そして、13億の中国人の殆どが、超格差社会の中で極貧状態にある。
なぜなら、世界中で1億円(日本円で換算)以上持っている金持ちはたった850万人(0.13%=10,000万人の中の13人)しかいないのだから、13億人の中国人の中では、たったの169万人しか金持ちはいないことになり、残りの12億9831万人は貧乏状態にあることを示しているからである。
これは一体何を象徴しているのだろうか?
冷戦時代の共産主義の中国では、13億総中国人が貧乏状態にあった。
一方、実質資本主義国家になった現在の中国では、169万人の金持ちと12億9831万人の貧乏に別れた。
みんなが貧乏か、大半が貧乏か。
一見、同じように思うが、実は大きな錯覚を生むのである。
13億中国人みんなが貧乏なら、誰も貧乏感を持たないが、12億9831万人の貧乏には強烈な貧乏感を生むのが、相対的価値観で生きている人間の感情だ。
なぜなら、169万人の金持ちが存在するからだ。
従って、共産主義の毛沢東政権時代には、13億中国人の誰も持っていなかった貧乏感を、実質資本主義国家になって経済成長を続けている現在の中国では、169万人の金持ちと引き換えに、12億9831万人が貧乏感を持つようになったことを示しているのである。

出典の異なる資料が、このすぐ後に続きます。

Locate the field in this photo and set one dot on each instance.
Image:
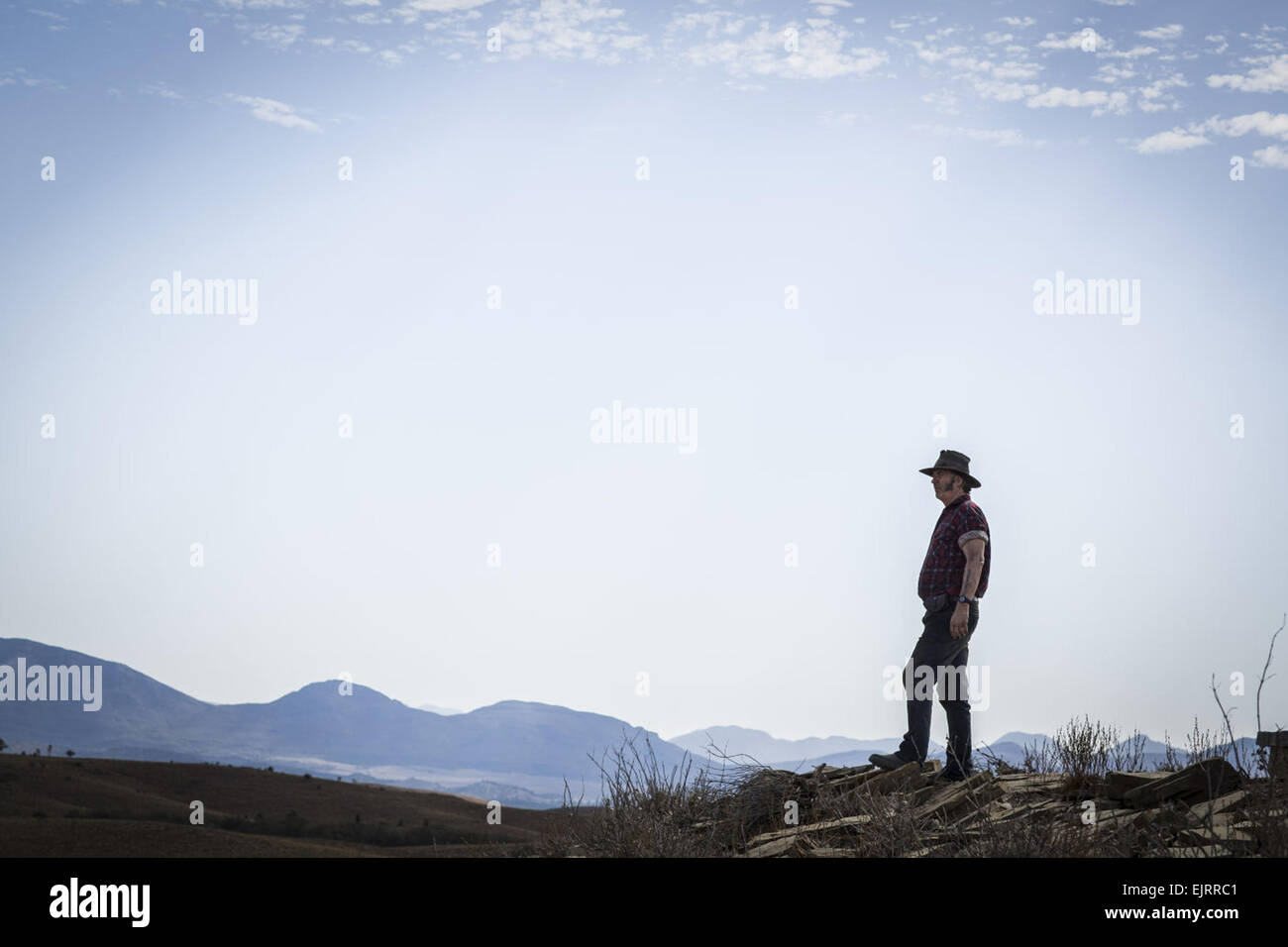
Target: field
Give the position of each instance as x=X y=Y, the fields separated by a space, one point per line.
x=69 y=806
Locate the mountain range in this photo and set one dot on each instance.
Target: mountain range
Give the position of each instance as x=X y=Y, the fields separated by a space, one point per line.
x=519 y=753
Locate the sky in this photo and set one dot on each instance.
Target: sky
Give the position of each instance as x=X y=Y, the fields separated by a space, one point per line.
x=816 y=234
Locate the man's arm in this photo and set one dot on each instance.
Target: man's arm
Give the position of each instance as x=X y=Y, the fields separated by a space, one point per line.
x=974 y=549
x=971 y=544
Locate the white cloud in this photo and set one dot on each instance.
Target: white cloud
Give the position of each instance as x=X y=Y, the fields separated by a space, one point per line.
x=1222 y=44
x=1271 y=157
x=274 y=112
x=1133 y=53
x=1262 y=123
x=1269 y=77
x=1076 y=40
x=571 y=30
x=1096 y=99
x=161 y=90
x=1001 y=138
x=820 y=51
x=1163 y=34
x=1176 y=140
x=275 y=35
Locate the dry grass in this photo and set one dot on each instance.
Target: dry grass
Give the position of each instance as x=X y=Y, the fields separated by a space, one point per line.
x=1012 y=812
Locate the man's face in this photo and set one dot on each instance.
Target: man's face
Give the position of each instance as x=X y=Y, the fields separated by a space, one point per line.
x=941 y=480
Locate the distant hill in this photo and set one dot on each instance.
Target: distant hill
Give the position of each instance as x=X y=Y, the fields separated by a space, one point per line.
x=526 y=746
x=759 y=745
x=86 y=806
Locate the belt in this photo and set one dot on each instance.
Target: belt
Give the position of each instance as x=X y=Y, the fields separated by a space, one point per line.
x=939 y=602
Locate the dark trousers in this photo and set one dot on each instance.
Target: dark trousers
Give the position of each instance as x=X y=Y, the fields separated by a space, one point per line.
x=938 y=663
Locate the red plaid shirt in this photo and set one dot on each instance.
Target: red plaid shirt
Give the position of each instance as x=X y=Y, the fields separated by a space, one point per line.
x=945 y=562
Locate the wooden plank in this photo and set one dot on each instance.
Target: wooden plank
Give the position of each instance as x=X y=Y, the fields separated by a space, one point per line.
x=951 y=796
x=1225 y=836
x=1211 y=777
x=846 y=822
x=1212 y=806
x=1119 y=784
x=774 y=848
x=907 y=777
x=1198 y=852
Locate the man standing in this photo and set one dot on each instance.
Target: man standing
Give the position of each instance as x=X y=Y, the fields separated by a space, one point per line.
x=953 y=579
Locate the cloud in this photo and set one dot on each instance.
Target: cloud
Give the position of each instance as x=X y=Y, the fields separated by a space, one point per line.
x=161 y=90
x=1269 y=77
x=1176 y=140
x=1076 y=40
x=1267 y=124
x=1222 y=44
x=571 y=30
x=1134 y=52
x=1001 y=138
x=1163 y=34
x=1271 y=157
x=1262 y=123
x=1096 y=99
x=274 y=112
x=748 y=47
x=275 y=35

平たく言えば、嘗てゼロだった貧乏が、今では12億9831万人にまで増えたことになり、169万人の金持ちの満足感と引き換えに、今まで不満を持たなかった12億9831万人の中国人に強烈な不満が湧きあがるのである。
膨張した強烈な不満のエネルギーは、必ず、革命を惹き起こすのが、歴史の常だ。
まさに、共産主義国家が資本主義国家に逆戻りすると、身の毛もよだつ、恐ろしい現象が起こることを象徴している。